Scapula rotation is a flexibility exercise aimed at upper body fitness: Lie flat on back and raise legs and feet together. Keep arms straight at sides and feet in neutral position. Bend right elbow at 90 degrees so that hand is straight up in the air. Slightly move right shoulder down opposite of bringing shoulder to ear.
Knee flexibility exercise
Knee stretches are designed to restore movement to the knees and improve flexibility of muscles crossing the knee.
Basic knee stretch: Bend and straighten knee as far as possible and comfortable pain free. Repeat 10-20 times.
Quadriceps stretch is an advanced knee stretch. Use a chair or table for balance. Stand straight and take heel towards your bottom, keeping knees together and back straight until you feel a stretch in front of the thigh. Hold for 15 seconds and repeat four times at a mild to moderate stretch pain free.
Dynamic flexibility exercises
These dynamic movements can have the biggest impact among all other flexibility workouts. Sometimes these movements could be life savers. Free movements, as in children, are possible by such movement patterns. But you need to move the joints through a full range of motion in a controlled manner.

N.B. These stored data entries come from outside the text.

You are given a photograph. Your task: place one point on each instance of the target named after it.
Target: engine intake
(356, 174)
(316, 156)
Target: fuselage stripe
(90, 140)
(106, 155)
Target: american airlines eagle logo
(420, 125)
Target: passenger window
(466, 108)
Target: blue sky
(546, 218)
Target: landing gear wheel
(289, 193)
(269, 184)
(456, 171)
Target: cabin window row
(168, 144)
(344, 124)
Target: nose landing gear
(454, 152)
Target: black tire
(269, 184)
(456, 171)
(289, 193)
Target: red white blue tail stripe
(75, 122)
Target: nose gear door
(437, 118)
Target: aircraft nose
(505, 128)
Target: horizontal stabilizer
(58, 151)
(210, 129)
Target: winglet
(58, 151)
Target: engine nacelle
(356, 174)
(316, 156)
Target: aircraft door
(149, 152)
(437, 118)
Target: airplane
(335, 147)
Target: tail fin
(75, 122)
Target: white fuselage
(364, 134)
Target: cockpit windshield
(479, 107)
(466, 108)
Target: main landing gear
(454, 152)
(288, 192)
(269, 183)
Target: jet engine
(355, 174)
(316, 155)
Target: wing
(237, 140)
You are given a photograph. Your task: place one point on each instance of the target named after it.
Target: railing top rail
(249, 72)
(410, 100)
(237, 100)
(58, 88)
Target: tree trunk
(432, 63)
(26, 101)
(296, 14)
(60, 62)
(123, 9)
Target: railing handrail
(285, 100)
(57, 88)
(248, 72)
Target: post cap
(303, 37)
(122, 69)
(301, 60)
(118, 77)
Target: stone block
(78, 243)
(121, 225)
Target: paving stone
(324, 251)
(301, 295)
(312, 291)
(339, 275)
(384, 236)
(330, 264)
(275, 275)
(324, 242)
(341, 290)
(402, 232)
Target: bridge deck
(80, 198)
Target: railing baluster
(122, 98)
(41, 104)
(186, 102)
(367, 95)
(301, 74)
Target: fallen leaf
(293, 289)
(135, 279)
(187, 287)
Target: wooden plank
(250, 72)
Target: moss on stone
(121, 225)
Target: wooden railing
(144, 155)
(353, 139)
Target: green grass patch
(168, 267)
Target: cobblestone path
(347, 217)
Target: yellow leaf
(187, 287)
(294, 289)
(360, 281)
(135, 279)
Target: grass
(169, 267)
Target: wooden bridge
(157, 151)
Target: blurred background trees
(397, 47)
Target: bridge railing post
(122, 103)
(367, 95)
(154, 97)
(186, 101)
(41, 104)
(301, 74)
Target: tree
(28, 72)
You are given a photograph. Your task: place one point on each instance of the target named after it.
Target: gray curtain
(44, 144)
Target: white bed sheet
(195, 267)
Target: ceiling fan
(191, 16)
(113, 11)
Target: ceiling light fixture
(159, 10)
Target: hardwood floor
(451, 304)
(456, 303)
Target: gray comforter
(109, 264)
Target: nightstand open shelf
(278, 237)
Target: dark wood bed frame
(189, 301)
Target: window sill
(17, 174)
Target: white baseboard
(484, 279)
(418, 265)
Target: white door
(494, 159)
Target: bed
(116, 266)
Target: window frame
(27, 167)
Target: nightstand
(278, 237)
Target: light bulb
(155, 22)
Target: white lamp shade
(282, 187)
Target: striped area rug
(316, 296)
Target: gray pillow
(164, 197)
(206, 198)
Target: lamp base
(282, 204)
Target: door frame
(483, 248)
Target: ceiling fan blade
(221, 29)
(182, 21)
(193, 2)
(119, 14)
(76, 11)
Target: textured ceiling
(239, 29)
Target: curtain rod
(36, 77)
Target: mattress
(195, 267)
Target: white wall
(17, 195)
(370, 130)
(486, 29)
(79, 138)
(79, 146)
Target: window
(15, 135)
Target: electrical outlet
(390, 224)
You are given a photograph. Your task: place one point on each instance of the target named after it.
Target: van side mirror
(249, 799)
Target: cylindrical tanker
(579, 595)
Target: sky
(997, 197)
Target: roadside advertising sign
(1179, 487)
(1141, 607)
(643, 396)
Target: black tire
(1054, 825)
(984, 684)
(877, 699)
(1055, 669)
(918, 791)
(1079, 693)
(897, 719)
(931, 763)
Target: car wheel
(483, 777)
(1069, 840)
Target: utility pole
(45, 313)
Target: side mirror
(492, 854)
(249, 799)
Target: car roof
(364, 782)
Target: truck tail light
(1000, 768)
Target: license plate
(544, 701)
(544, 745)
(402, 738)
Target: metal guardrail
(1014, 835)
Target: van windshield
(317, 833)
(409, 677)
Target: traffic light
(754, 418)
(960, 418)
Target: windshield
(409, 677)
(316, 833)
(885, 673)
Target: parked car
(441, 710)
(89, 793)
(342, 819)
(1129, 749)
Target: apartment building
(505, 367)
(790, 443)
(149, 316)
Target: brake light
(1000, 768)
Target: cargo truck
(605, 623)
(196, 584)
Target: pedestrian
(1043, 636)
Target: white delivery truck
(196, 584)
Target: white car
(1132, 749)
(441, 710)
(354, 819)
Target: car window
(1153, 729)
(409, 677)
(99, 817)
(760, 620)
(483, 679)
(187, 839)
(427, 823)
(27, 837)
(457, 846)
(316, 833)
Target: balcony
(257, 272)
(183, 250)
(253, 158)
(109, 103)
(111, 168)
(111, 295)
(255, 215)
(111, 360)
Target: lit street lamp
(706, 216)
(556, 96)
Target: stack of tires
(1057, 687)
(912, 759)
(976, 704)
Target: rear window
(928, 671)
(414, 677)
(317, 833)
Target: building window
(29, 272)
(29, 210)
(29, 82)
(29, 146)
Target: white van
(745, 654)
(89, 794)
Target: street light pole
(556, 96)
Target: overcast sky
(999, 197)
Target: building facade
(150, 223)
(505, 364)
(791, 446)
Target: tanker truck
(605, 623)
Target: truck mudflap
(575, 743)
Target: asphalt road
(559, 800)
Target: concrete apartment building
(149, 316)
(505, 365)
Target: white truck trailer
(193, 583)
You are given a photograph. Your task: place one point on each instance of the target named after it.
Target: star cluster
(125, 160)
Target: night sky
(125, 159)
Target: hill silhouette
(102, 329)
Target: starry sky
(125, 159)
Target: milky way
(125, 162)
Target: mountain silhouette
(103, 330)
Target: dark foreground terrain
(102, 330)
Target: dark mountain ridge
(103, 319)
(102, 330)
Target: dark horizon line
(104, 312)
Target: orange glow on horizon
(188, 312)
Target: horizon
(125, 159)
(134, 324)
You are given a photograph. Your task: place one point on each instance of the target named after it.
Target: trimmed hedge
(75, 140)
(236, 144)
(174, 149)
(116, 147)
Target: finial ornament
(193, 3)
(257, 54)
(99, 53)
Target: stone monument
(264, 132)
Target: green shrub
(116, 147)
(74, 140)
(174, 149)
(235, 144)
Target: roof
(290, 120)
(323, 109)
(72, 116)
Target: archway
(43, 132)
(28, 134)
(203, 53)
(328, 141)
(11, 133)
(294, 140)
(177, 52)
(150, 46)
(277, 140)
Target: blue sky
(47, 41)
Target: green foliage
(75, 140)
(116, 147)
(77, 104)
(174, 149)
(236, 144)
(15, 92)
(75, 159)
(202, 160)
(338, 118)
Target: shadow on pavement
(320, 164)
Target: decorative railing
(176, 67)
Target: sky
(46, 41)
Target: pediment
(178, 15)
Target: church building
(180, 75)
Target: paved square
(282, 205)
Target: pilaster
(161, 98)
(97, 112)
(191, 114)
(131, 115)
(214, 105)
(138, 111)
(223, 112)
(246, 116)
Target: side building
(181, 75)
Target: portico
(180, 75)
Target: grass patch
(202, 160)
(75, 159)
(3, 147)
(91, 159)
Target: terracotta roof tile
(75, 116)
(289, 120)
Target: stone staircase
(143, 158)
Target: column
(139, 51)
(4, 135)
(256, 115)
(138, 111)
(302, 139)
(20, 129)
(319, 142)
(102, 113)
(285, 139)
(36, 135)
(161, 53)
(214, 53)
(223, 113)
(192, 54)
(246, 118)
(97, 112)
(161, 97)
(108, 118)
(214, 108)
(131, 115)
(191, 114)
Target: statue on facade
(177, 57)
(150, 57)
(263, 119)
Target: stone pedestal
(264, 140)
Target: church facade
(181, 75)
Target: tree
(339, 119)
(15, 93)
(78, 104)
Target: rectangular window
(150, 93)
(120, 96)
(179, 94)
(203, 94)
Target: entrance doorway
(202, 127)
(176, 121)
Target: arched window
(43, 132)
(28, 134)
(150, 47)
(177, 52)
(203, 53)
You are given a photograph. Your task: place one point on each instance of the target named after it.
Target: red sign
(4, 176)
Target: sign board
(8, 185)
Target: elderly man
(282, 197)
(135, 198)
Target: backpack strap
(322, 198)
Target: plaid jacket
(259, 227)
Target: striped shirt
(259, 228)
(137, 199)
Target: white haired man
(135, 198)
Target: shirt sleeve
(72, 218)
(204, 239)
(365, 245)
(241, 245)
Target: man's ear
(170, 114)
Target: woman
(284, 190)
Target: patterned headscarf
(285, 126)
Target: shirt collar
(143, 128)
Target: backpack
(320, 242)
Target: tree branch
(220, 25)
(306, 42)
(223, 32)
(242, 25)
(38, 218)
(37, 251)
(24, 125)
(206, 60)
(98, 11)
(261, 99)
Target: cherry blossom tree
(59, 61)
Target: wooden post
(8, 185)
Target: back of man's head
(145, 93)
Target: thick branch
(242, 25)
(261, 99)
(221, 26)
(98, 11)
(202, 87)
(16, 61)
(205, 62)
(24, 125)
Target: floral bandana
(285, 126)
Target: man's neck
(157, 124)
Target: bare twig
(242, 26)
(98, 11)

Dynamic flexibility is very different from the traditional stretching exercises in that it is not static stretching where one holds a stretch for a prolonged period of time. These dynamic exercises mean stability and strength.
Hip circles can be done to restore range of motion in your hips. Get on hands and knees. Start with either leg. Bring knee towards chest and out to the side and then back around to the starting position. The key to this is to keep back as flat as possible. Those with tight hips can compensate by tilting body to the side in order to lift the leg. Ten repetitions should be done on each leg.